Monday, March 26, 2007

I find Chuck Palahniuk's writing personally irrelevant but I'd still like to fight Shigeru Miyamoto

I wasn't yet 30 when Fight Club entered the mainstream consiousness so I couldn't really identify with the main character's 'men without a mission', uberconsumerism angst. I never got caught up in hating myself or my hobbies, which I think is a necessary prerequisite for men hoping to connect with Tyler Durden on a deep personal level. The mid to late nineties were a pretty stable time without much going on in the United States so I could see how men would probably get bored and start beating up each other.

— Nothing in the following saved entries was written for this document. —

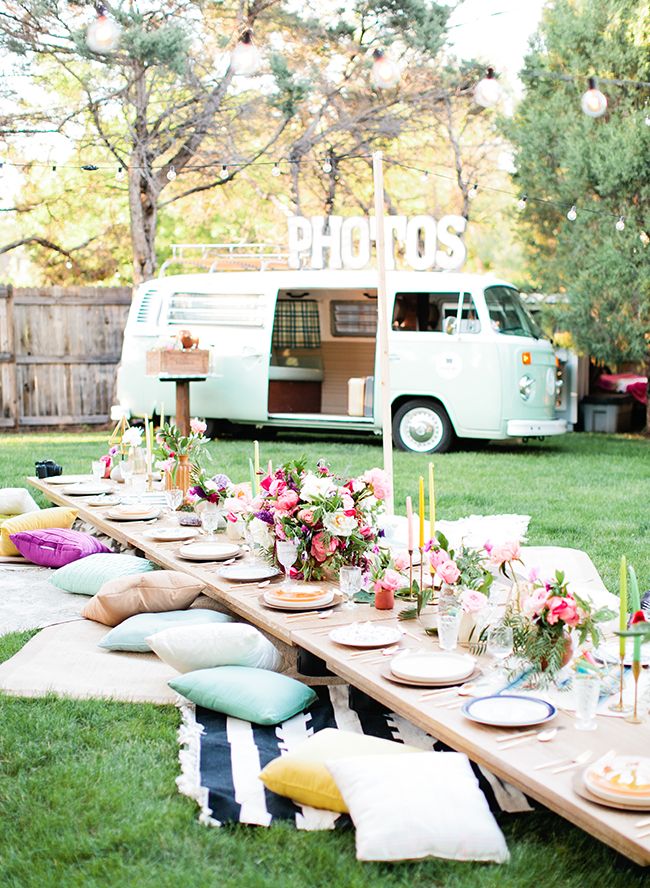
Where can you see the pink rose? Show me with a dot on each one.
(198, 426)
(321, 549)
(287, 501)
(448, 572)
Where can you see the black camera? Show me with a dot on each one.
(46, 468)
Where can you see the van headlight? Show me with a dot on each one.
(526, 387)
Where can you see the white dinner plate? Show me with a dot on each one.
(509, 710)
(172, 534)
(209, 551)
(365, 635)
(67, 479)
(241, 573)
(434, 666)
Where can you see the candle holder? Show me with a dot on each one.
(634, 718)
(620, 706)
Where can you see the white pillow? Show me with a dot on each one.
(425, 804)
(187, 648)
(16, 501)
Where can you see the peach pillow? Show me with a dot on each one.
(142, 593)
(41, 520)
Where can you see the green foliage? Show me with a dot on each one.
(598, 164)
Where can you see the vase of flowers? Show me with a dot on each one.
(331, 519)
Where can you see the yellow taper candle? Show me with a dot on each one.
(622, 617)
(432, 504)
(421, 510)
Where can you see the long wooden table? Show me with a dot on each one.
(616, 828)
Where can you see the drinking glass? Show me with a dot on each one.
(349, 583)
(287, 552)
(587, 692)
(500, 645)
(210, 519)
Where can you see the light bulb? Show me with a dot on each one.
(593, 102)
(245, 60)
(103, 35)
(385, 73)
(487, 92)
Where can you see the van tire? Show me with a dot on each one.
(421, 426)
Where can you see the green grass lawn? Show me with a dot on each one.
(87, 793)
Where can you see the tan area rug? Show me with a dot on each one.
(65, 660)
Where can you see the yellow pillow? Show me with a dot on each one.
(301, 775)
(44, 518)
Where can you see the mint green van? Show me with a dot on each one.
(299, 350)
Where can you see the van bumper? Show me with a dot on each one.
(524, 428)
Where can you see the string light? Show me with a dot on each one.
(245, 60)
(385, 73)
(103, 35)
(487, 92)
(593, 102)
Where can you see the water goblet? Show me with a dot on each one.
(349, 583)
(287, 552)
(500, 644)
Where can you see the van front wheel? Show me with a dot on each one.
(422, 427)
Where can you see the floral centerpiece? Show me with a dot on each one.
(332, 519)
(543, 625)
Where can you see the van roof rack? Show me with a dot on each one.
(227, 257)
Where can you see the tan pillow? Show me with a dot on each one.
(143, 593)
(41, 520)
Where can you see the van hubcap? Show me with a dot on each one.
(421, 429)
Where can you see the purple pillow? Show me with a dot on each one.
(56, 546)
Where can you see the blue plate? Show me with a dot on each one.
(509, 710)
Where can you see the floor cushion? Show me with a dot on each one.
(56, 546)
(255, 695)
(407, 807)
(43, 518)
(87, 576)
(16, 501)
(132, 634)
(187, 648)
(303, 776)
(152, 592)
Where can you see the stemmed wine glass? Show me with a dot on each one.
(287, 552)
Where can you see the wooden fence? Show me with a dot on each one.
(59, 347)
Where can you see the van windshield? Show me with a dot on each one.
(508, 314)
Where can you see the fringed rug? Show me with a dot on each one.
(221, 758)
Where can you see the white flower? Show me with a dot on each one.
(314, 486)
(132, 437)
(339, 524)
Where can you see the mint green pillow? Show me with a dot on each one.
(87, 575)
(130, 635)
(256, 695)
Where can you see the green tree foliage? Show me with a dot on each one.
(600, 165)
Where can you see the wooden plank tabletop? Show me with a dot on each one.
(424, 709)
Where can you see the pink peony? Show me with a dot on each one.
(321, 548)
(448, 572)
(198, 427)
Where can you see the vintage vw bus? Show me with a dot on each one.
(298, 350)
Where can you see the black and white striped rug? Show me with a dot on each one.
(221, 758)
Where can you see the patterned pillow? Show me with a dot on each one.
(44, 518)
(56, 546)
(88, 575)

When Fight Club the movie hit theaters in 1999, I was 24, in the military and stationed in South Korea for a year. While Tyler Durden went on about how we had no great war to fight or enemy to worry about, I was living scared day to day worried that North Koreans were going to do chemical weapons to me and run me over with Chinese tanks. Much of the initial premise of the movie didn't apply to me personally but I could still appreciate the viewpoint. Heck, I think even in this post September 11th world much of the book is still probably very relevant to countless men locked in self-loathing induced existential crisises.

I was in Pittsburg, Pennsylvania all last week, tagging along on my wife's business trip. During my vacation there I had a few what I call 'Fight Club moments'. I consider a Fight Club moment a point in time where I do a personaly reality check and ask myself-okay now, are you really truly REALLY REALLY happy? Is this point where you are in life-what you are doing now-what you actually want? These moments of introspection usually happen when a) what I am doing is not exactly what I think other people would consider cool or fun and b) at 30,000 feet when my plane is experiencing moderate turbulence causing it to nosedive like lawn darts.

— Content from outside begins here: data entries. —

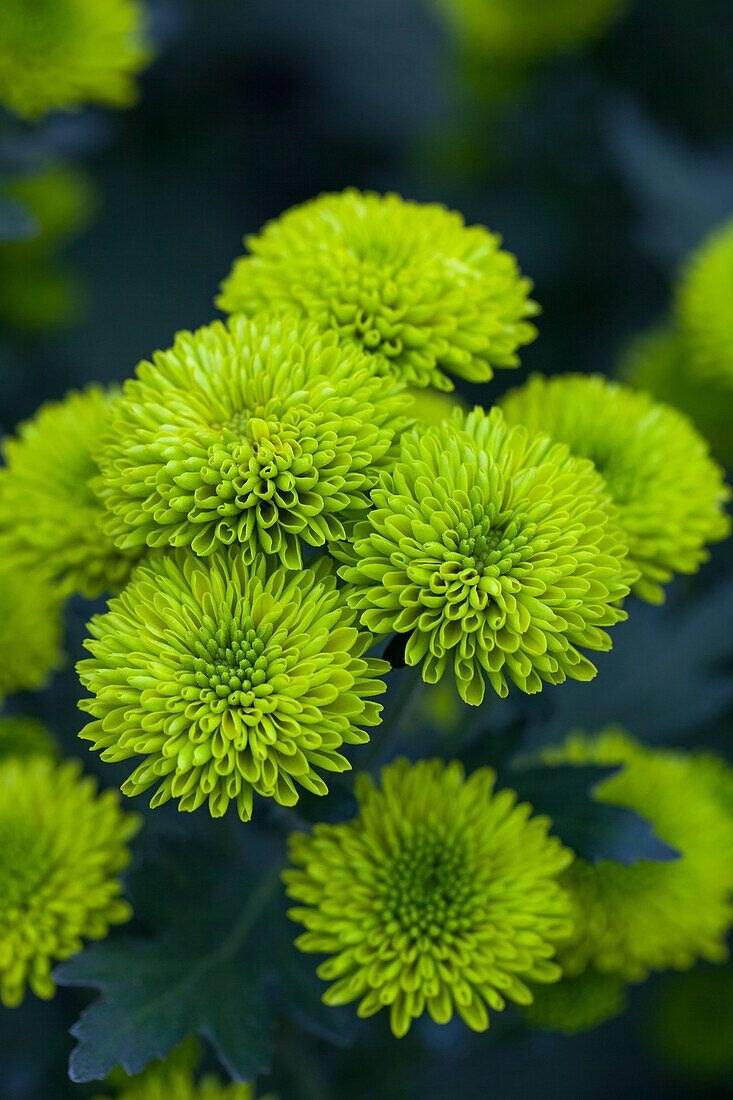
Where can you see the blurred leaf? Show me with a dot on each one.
(153, 993)
(593, 829)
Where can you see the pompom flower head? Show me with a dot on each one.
(23, 737)
(256, 435)
(652, 915)
(62, 846)
(51, 519)
(62, 54)
(494, 552)
(703, 307)
(30, 630)
(667, 490)
(228, 680)
(440, 895)
(409, 284)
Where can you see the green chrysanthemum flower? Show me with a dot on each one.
(258, 435)
(36, 292)
(693, 1023)
(229, 680)
(51, 519)
(62, 54)
(441, 894)
(408, 283)
(521, 33)
(62, 846)
(660, 363)
(652, 915)
(495, 552)
(577, 1004)
(24, 737)
(703, 307)
(30, 631)
(668, 491)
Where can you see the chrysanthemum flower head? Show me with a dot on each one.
(255, 435)
(408, 283)
(692, 1023)
(577, 1004)
(51, 519)
(229, 679)
(22, 737)
(30, 630)
(652, 915)
(63, 54)
(440, 895)
(511, 33)
(494, 551)
(659, 362)
(62, 846)
(703, 307)
(668, 492)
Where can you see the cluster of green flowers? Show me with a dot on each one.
(688, 360)
(266, 501)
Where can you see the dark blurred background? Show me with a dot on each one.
(601, 167)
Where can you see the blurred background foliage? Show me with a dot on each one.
(603, 163)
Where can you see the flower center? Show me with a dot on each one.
(233, 662)
(428, 886)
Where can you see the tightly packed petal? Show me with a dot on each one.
(228, 680)
(30, 631)
(23, 737)
(703, 308)
(667, 490)
(407, 283)
(258, 435)
(62, 846)
(440, 895)
(50, 516)
(654, 915)
(659, 362)
(63, 54)
(495, 552)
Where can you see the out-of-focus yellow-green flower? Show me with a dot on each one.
(22, 737)
(36, 290)
(692, 1022)
(659, 362)
(702, 307)
(62, 847)
(630, 921)
(64, 54)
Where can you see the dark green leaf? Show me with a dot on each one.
(595, 831)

We checked into a nice hotel downtown and my wife had a conference to attend from 8-5 everyday. Consequently I found myself alone in downtown Pittsburgh with a totally blank schedule for about nine hours every day for a week. I was a little torn between doing fantastically touristy things or things I wanted to really do, which most everybody would consider a waste of a vacation. When I was alone in the hotel each morning I had my Tyler Durden moments. I asked myself, "Okay now are you going to spend the day at the Andy Warhol museum or are you going to blow the day at that comic book store down the street? Would I be checking out the National Aviary or would I go to the library and look for old toy robot ads from the late seventies and early eighties? Those touristy things were undeniably fantastic opportunities. It was a gut wrenching choice. Or maybe it wasn't and I'm still hanging on to the pretense that some part of me thinks art and birds are supposed to be more interesting than robot comics and newspaper ads from 1979.

We got back Friday night and thanks to Pittsburgh I was pretty caught up with my comics and best of all I found over a hundred great newspaper ads. It was a fun time even if I didn't do the traditionally touristy things that would make a visit to Pittsburgh worthwhile in the eyes of the neuro-typicals. As we settled back into our weekend routines I found myself playing five hours of Gamecube Twilight Princess, which I now realize I find very boring. Is it just me or is turning into a video game dog not as exciting as everybody thinks? I need the internet to remind me if I'm supposed to like this dog simulator game because I'm thinking it sucks. If there was any famous guy I'd want to fight right now, it'd definitely be Miyamoto. I wonder if I'd see a little hearts meter above his head depleting ever so slightly as I punch him.